At Oregon Trail Events, Indicott and Berryhill found success by providing events management services.
"We have managed two events so far, and as a result of those events, we will be handling all the food vendors at Miners Jubilee, and we recently got a call from the Harvest Fair in Union County and will be handling vendors for that as well," Indicot said.
Berryhill said vendors can arrange for booths to sell everything from food, art, jewelry, clothing and other products to business services.
One of their upcoming events is the Winter Wonderland gifts, crafts and art show coming up Nov. 15 from 9 a.m. to 4 p.m. at the Nazarene Church, 1250 Hughes Lane, Baker City.

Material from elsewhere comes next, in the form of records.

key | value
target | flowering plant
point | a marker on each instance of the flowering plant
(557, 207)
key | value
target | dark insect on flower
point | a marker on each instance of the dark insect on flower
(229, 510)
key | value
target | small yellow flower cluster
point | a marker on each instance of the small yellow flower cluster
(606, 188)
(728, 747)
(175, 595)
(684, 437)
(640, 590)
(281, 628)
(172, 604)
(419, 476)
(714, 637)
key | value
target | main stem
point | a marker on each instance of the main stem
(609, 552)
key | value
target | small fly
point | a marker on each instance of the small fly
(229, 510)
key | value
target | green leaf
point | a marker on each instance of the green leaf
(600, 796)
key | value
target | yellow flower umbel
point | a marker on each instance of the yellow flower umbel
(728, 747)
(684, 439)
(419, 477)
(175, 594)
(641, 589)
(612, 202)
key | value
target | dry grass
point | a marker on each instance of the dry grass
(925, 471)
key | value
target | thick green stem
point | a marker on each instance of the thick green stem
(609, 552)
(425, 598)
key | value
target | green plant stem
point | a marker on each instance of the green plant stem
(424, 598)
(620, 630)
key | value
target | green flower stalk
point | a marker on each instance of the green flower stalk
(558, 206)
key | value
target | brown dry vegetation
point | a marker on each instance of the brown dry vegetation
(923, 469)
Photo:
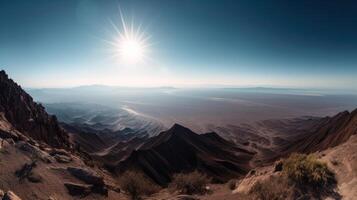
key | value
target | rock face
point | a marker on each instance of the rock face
(28, 117)
(329, 132)
(9, 195)
(85, 175)
(77, 189)
(181, 150)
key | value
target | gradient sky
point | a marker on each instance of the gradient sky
(305, 44)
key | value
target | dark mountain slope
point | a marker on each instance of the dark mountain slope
(328, 132)
(28, 117)
(179, 149)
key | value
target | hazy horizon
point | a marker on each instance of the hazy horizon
(46, 44)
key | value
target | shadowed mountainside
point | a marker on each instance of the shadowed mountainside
(328, 132)
(179, 149)
(27, 116)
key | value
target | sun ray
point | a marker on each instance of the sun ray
(131, 42)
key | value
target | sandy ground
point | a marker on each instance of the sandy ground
(343, 161)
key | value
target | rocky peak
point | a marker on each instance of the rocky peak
(27, 116)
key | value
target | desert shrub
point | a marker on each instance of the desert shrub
(135, 184)
(274, 188)
(190, 183)
(306, 169)
(231, 184)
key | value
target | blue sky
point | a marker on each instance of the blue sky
(305, 44)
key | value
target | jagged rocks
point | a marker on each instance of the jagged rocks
(34, 151)
(86, 175)
(184, 197)
(63, 159)
(95, 181)
(78, 189)
(28, 117)
(9, 195)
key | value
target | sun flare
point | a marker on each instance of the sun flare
(130, 43)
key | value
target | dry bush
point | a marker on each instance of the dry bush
(307, 170)
(136, 185)
(232, 184)
(275, 188)
(190, 183)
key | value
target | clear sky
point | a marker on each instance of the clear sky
(65, 43)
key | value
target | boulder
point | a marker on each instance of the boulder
(63, 158)
(184, 197)
(34, 178)
(86, 175)
(62, 152)
(9, 195)
(78, 189)
(34, 151)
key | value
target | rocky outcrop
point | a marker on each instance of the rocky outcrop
(329, 132)
(92, 179)
(9, 195)
(28, 117)
(181, 150)
(86, 175)
(77, 189)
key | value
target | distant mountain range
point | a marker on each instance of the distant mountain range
(27, 131)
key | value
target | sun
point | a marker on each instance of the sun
(131, 50)
(130, 43)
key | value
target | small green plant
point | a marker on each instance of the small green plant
(136, 185)
(274, 188)
(232, 184)
(306, 169)
(190, 183)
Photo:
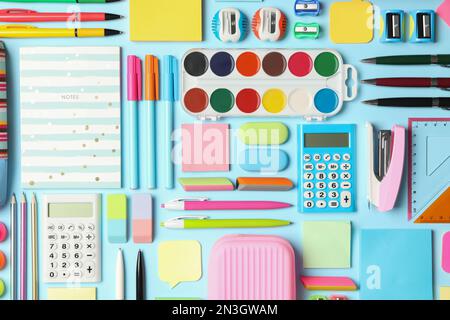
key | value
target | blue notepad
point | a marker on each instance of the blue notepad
(396, 264)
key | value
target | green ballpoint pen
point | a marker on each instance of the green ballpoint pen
(203, 222)
(60, 1)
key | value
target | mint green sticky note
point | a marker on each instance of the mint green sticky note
(327, 244)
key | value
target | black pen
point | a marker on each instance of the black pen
(443, 103)
(140, 277)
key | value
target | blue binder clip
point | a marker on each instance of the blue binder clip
(392, 26)
(307, 7)
(422, 26)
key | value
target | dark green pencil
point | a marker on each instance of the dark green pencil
(440, 59)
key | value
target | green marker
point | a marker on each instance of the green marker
(203, 222)
(60, 1)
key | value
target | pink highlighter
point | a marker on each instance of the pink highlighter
(142, 215)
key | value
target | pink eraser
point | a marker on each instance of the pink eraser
(329, 283)
(444, 11)
(142, 215)
(446, 252)
(3, 232)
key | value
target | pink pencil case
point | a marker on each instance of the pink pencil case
(252, 267)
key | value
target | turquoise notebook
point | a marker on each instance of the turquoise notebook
(70, 117)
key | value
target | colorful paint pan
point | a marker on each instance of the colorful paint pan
(263, 82)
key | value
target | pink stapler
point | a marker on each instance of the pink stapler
(386, 162)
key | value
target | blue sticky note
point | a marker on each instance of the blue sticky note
(396, 264)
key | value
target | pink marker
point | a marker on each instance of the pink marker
(205, 204)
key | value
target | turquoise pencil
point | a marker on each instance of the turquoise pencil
(134, 77)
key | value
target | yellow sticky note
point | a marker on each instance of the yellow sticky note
(72, 293)
(179, 261)
(351, 22)
(174, 20)
(444, 293)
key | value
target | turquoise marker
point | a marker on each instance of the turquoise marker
(134, 77)
(170, 95)
(151, 95)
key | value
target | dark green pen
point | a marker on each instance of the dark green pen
(440, 59)
(60, 1)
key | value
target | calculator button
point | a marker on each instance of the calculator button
(321, 195)
(333, 185)
(321, 176)
(64, 237)
(346, 185)
(321, 185)
(346, 199)
(333, 204)
(321, 204)
(77, 237)
(90, 236)
(321, 166)
(308, 204)
(89, 269)
(333, 176)
(308, 195)
(65, 255)
(52, 237)
(308, 185)
(308, 176)
(333, 195)
(333, 166)
(346, 176)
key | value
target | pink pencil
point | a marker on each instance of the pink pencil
(205, 204)
(23, 248)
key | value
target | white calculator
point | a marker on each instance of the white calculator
(71, 238)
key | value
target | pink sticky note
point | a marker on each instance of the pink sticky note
(444, 11)
(446, 252)
(205, 147)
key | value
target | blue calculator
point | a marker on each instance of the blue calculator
(327, 160)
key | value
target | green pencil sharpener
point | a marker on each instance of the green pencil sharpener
(306, 30)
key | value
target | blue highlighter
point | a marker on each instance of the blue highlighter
(229, 25)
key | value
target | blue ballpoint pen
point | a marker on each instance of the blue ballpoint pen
(134, 77)
(170, 95)
(151, 95)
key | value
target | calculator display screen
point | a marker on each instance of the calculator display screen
(70, 210)
(326, 140)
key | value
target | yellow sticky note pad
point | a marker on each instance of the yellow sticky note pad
(72, 293)
(444, 293)
(351, 22)
(179, 261)
(175, 20)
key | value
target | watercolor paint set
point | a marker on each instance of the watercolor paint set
(265, 83)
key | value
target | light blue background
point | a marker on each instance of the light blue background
(354, 112)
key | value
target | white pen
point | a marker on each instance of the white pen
(120, 276)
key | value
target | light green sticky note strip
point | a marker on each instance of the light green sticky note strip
(327, 244)
(179, 261)
(72, 293)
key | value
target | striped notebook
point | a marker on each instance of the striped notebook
(70, 117)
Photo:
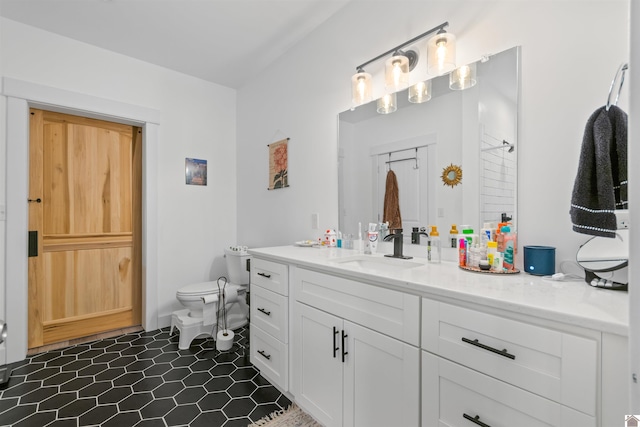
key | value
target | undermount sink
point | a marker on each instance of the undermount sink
(378, 263)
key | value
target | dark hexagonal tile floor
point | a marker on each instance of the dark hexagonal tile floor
(139, 379)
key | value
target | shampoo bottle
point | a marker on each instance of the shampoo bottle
(487, 234)
(509, 250)
(435, 247)
(462, 252)
(453, 236)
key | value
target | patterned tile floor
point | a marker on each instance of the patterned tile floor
(139, 379)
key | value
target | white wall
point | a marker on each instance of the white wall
(570, 53)
(634, 158)
(197, 120)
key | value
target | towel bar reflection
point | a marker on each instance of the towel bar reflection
(388, 162)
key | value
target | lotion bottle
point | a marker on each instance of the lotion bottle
(453, 236)
(435, 245)
(509, 249)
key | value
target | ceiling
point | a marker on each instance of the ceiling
(222, 41)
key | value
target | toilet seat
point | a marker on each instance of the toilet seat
(196, 291)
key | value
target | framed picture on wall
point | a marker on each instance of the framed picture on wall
(195, 171)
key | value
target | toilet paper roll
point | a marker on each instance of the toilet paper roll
(208, 299)
(230, 295)
(224, 340)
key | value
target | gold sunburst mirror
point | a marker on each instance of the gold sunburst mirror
(452, 175)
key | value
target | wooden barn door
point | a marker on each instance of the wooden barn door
(85, 227)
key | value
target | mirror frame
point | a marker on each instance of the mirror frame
(501, 79)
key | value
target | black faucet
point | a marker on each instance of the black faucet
(396, 236)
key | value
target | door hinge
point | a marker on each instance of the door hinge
(33, 243)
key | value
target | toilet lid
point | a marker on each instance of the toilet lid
(201, 289)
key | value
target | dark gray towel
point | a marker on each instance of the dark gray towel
(601, 182)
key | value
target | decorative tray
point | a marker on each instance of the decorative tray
(477, 270)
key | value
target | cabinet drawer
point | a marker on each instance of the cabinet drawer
(270, 312)
(270, 357)
(389, 312)
(270, 275)
(556, 365)
(454, 396)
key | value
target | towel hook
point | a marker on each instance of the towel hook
(621, 70)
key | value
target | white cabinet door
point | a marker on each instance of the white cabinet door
(317, 364)
(381, 380)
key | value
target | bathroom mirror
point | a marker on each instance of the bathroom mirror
(475, 129)
(605, 254)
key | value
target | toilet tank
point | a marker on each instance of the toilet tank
(237, 266)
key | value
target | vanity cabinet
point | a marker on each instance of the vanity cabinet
(503, 371)
(269, 330)
(353, 348)
(345, 370)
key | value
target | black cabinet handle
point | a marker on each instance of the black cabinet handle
(503, 353)
(475, 420)
(344, 353)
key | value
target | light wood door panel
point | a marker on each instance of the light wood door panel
(86, 278)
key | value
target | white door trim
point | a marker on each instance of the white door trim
(21, 96)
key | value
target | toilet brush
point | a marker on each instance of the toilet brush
(224, 337)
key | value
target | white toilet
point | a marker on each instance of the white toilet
(199, 319)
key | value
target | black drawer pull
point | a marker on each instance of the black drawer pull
(491, 349)
(344, 353)
(262, 310)
(475, 420)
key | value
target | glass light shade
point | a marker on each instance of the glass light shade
(397, 73)
(361, 88)
(387, 104)
(441, 54)
(463, 77)
(420, 92)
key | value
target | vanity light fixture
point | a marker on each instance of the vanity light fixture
(441, 53)
(387, 104)
(463, 77)
(420, 92)
(361, 87)
(396, 72)
(441, 49)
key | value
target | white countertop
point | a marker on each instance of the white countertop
(569, 302)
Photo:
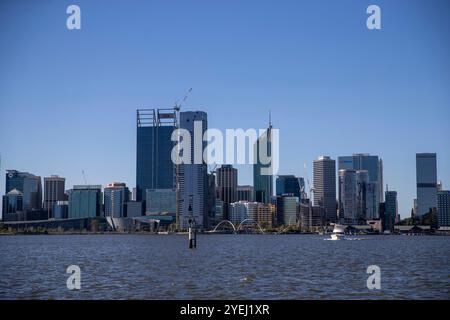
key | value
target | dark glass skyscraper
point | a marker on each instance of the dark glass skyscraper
(263, 184)
(154, 166)
(288, 184)
(29, 185)
(227, 187)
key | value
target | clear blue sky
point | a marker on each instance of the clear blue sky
(68, 98)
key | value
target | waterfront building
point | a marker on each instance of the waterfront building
(288, 184)
(227, 186)
(218, 212)
(443, 199)
(135, 209)
(362, 181)
(161, 202)
(242, 210)
(426, 177)
(61, 210)
(311, 218)
(154, 166)
(266, 215)
(29, 185)
(347, 196)
(193, 178)
(85, 201)
(324, 173)
(13, 206)
(211, 193)
(245, 193)
(116, 195)
(287, 209)
(54, 191)
(263, 183)
(390, 210)
(374, 166)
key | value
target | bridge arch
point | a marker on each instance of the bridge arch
(251, 220)
(225, 222)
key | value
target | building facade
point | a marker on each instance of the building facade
(54, 191)
(324, 176)
(227, 186)
(287, 210)
(262, 180)
(192, 178)
(116, 195)
(426, 178)
(373, 165)
(245, 193)
(29, 185)
(288, 184)
(85, 201)
(347, 196)
(390, 211)
(154, 166)
(161, 202)
(443, 198)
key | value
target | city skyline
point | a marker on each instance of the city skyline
(366, 95)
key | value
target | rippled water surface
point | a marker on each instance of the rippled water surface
(224, 267)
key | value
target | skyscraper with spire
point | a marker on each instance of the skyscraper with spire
(263, 183)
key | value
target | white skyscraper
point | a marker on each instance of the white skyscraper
(192, 178)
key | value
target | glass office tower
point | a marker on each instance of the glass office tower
(426, 178)
(263, 184)
(154, 166)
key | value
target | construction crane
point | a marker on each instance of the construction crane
(178, 103)
(84, 177)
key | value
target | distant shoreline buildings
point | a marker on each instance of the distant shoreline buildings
(168, 196)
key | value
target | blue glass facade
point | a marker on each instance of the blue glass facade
(154, 166)
(85, 202)
(288, 184)
(263, 184)
(29, 185)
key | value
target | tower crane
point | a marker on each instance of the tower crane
(84, 177)
(179, 103)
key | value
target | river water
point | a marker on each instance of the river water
(224, 267)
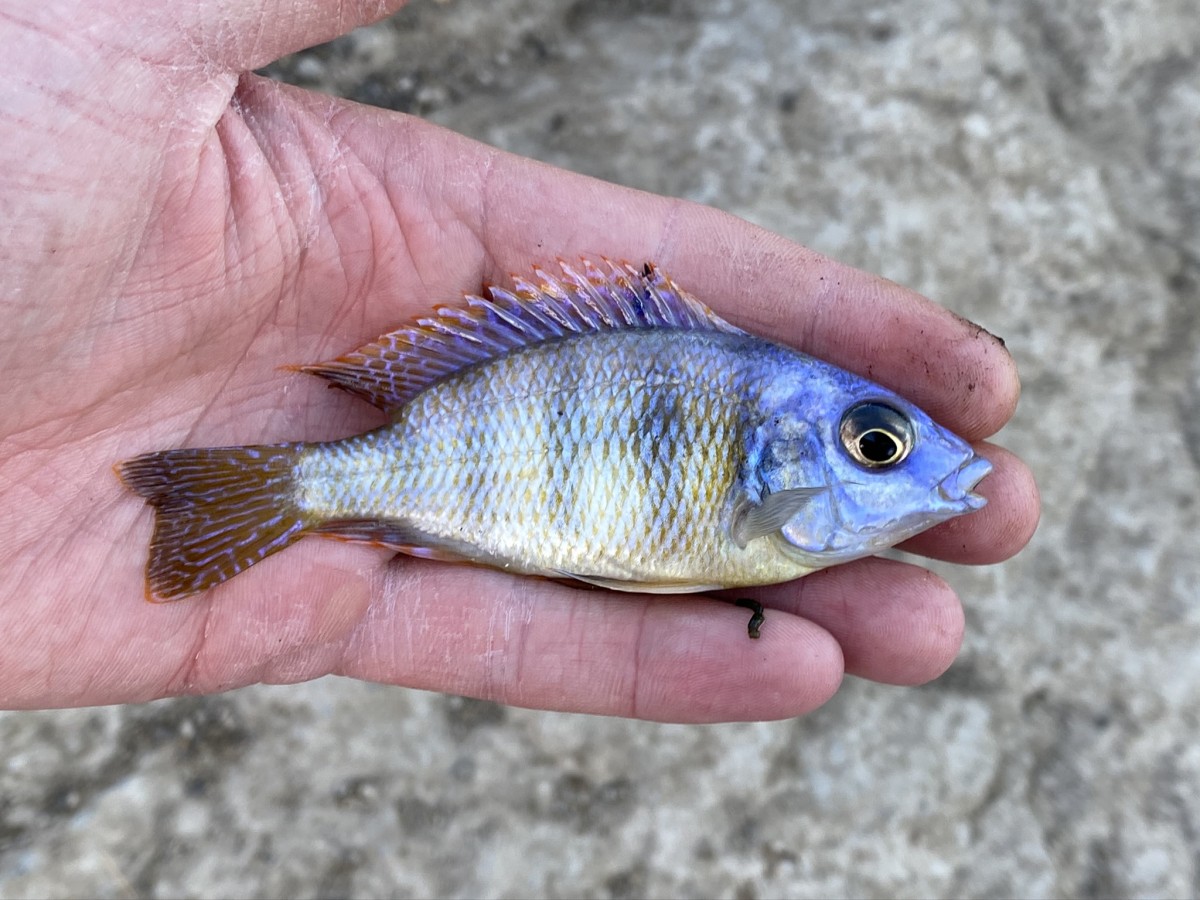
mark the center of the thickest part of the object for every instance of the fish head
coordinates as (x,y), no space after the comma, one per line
(883,469)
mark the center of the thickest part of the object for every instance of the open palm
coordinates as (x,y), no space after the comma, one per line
(175,231)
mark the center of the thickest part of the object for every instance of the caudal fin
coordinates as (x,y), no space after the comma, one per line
(217,511)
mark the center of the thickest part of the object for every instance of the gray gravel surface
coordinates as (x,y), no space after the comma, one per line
(1033,166)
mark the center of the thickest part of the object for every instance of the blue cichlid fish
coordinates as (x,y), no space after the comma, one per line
(601,425)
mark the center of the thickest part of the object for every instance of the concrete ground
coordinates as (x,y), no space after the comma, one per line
(1032,165)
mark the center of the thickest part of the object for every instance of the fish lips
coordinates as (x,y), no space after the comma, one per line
(957,489)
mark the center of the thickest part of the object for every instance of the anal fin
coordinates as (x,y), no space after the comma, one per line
(642,587)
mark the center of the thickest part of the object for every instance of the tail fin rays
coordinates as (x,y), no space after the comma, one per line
(217,511)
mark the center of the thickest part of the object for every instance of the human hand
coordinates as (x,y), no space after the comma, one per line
(177,229)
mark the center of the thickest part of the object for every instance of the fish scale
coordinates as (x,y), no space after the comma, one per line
(600,425)
(577,475)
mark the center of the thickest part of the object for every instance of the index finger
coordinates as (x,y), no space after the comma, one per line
(961,375)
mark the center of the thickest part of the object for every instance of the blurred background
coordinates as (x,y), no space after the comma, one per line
(1032,165)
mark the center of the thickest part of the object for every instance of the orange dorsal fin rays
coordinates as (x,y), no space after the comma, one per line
(400,365)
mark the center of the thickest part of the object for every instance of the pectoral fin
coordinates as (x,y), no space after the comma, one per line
(757,520)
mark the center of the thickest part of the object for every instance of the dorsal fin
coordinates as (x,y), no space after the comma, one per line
(400,365)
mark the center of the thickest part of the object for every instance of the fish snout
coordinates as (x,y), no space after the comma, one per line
(957,487)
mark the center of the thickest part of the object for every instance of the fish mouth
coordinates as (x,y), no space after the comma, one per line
(957,487)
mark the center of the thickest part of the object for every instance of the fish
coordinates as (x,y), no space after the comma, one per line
(598,425)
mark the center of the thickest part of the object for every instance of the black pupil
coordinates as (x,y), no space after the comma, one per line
(877,447)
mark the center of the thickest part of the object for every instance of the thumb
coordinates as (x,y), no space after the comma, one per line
(240,35)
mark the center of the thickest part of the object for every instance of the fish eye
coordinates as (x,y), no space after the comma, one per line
(876,435)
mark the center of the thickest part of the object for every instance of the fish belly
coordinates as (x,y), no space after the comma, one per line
(609,457)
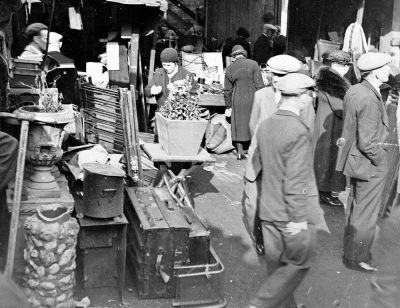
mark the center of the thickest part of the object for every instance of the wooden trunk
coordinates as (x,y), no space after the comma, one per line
(180,137)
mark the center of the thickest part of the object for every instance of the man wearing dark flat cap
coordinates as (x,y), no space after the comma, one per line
(363,157)
(242,79)
(289,220)
(332,87)
(263,46)
(36,35)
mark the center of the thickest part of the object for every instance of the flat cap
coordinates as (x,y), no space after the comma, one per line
(372,61)
(283,64)
(238,50)
(295,83)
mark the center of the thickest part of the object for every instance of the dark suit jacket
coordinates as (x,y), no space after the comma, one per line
(160,78)
(365,129)
(287,177)
(262,49)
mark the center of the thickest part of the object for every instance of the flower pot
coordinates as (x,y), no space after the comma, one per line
(50,250)
(180,137)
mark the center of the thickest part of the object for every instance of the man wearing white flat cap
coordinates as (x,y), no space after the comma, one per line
(362,157)
(287,217)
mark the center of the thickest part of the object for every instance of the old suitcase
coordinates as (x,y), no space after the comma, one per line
(152,250)
(199,236)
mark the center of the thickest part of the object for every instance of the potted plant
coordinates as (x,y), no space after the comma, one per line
(45,138)
(180,121)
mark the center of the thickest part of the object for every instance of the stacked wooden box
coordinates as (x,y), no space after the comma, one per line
(161,237)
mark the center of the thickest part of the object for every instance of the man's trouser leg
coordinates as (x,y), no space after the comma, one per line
(288,261)
(361,217)
(385,283)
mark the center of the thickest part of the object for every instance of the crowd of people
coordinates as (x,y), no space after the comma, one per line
(308,139)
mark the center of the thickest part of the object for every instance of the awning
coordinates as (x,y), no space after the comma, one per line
(162,4)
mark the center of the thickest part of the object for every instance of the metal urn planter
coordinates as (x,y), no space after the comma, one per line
(44,149)
(51,237)
(180,137)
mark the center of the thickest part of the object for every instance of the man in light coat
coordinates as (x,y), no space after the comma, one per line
(287,215)
(362,157)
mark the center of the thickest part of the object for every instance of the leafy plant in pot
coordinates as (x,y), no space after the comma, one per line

For information on vendor space call Berryhill at 519-2935 or Indicott at 519-2612.
To keep busy when they aren't lining up vendors for the events they're managing, Indicot and Berryhill said they are also available to conduct estate sales.
"All we're interested in is helping you become a success," Russ Butler of the Small Business Administration in Boise told those attending last Thursday's PubTalk.
"The most important thing to remember about the SBA is that the amount of collateral does not determine the amount of the loan," Butler said. "Your ability to repay the loan is the key."
The business plan presented by would-be business borrowers is one of the principle documents SBA officials and bank lenders use to assess an individual's ability to repay a loan.
However, if the business plan and other details look good, Butler said the SBA can fill in the collateral gaps by providing loan guarantees to banks of 15 percent to 20 percent.
"SBA helps new or existing businesses," Butler said.
Several presenters praised Old West Credit Union and Community Bank during the PubTalk for their aggressively pursuit of government backed and guaranteed loans to help local entrepreneurs, farmers and ranchers launch and expand local businesses in Baker County.
"Our of our $40 million loan portfolio, $21 million utilize these programs," said Jeremy Gilpin, a senior loan manager and vice president with Community Bank in Baker City. "We are having our most profitable year in history. We've had a 700 percent growth rate the past three years."
He said the government backed loans and tax credits available to help rural businesses is not free money. It has to be paid back, but the programs allow them to keep more of their money and use less of their cash up front for a down payment or collateral on a business loan.
While some of the nation's largest mortgage lenders and commercial banks have gone broke or are on the verge of going broke, Deryl Leggett said Old West Federal Credit Union is having one of its best years with a 20 percent growth rate last year.
Leggett said one thing Old West Federal Credit Union and Community Bank have in common is their commitment keeping local deposits invested in the community.
Unlike some "big box lenders" that make loans based on credit scores, Leggett said the loans at the local credit union are made based on the character of the individual, their bill-paying history and extenuating circumstances, such as medical problems, which affect most people at some time in life.
State Rep. Greg Smith, who works for the Northeast Oregon Economic Development District as a day job, said picking the right bank is one of the most important decisions a business makes.
"In choosing a lender, do you want someone who is sitting in the bank making decisions, or someone who comes out to see the business and learn about what you are doing?" Smith asked.
"I enjoy lenders who are very creative," Smith said. "Find out what lenders are out there who will be creative and help you get where you want to go."
Working with creative lenders who are willing to do the extra paperwork and go the extra mile to help a business get the money they need to start or expand a business had a hand in approvals for nearly $2 million in gap financing in Baker County through partnerships between local banks and the Northeastern Oregon Economic Development District during the last 18 months, Smith said.
"What I hope entrepreneurs get out of tonight's meeting is how important it is to work with lenders who are flexible and creative," Smith said.